The amino acid sensor GCN2 controls red blood cell life cycle and iron metabolism through regulation of tissue resident macrophages

GCN2 (General Control Nonderepressible 2) is a serine/threonine-protein kinase that controls mRNA translation in response to amino acid availability. Here we show that production and clearance of erythrocytes are controlled by GCN2. Our data highlight the importance of tissue-resident macrophages as the primary cell type mediating this effect. During different stress conditions, such as hemolysis, amino acid deficiency or hypoxia, GCN2 knockout (GCN2-/-) mice displayed resistance to anemia as compared to wild-type (GCN2+/+) mice. GCN2-/- liver macrophages display defective erythrophagocytosis and lysosome maturation.
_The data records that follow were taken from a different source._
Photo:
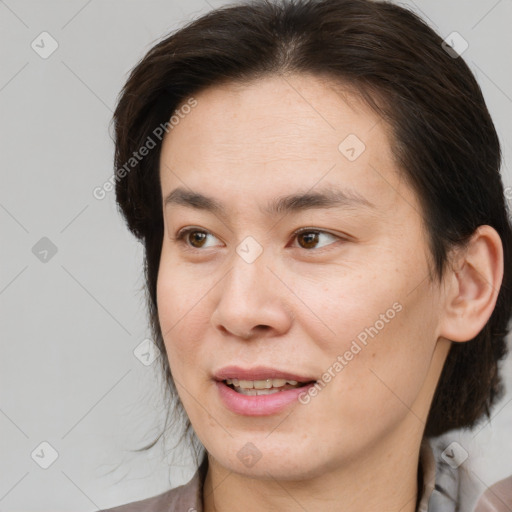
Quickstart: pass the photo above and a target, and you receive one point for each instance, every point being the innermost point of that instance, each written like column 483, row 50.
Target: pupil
column 311, row 242
column 195, row 233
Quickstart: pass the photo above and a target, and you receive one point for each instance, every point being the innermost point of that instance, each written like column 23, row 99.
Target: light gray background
column 69, row 326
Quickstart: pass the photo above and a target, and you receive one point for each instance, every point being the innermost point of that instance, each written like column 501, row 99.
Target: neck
column 384, row 478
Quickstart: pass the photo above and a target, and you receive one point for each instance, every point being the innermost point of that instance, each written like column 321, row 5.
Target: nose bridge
column 249, row 298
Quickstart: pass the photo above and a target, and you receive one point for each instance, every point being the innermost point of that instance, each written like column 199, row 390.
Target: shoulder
column 185, row 498
column 166, row 501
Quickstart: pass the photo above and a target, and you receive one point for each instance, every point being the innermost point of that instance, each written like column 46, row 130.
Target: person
column 327, row 252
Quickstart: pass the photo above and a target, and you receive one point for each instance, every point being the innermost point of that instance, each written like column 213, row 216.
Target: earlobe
column 472, row 286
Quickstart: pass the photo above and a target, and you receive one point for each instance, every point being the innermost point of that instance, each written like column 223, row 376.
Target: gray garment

Molecular analysis of GCN2-/- cells indicates that the ATF4-NRF2 pathway is a critical downstream mediator of GCN2 in regulating RBC clearance and iron recycling. We performed NRF2 (Nfe2l2) ChIP-seq experiments in both WT and GCN2 KO MEFs with or without leucine deprivation. Overall design: WT and GCN2 KO MEFs were cultured in DMEM with or without Leucine for 24h prior to crosslinking and NRF2 ChIPs.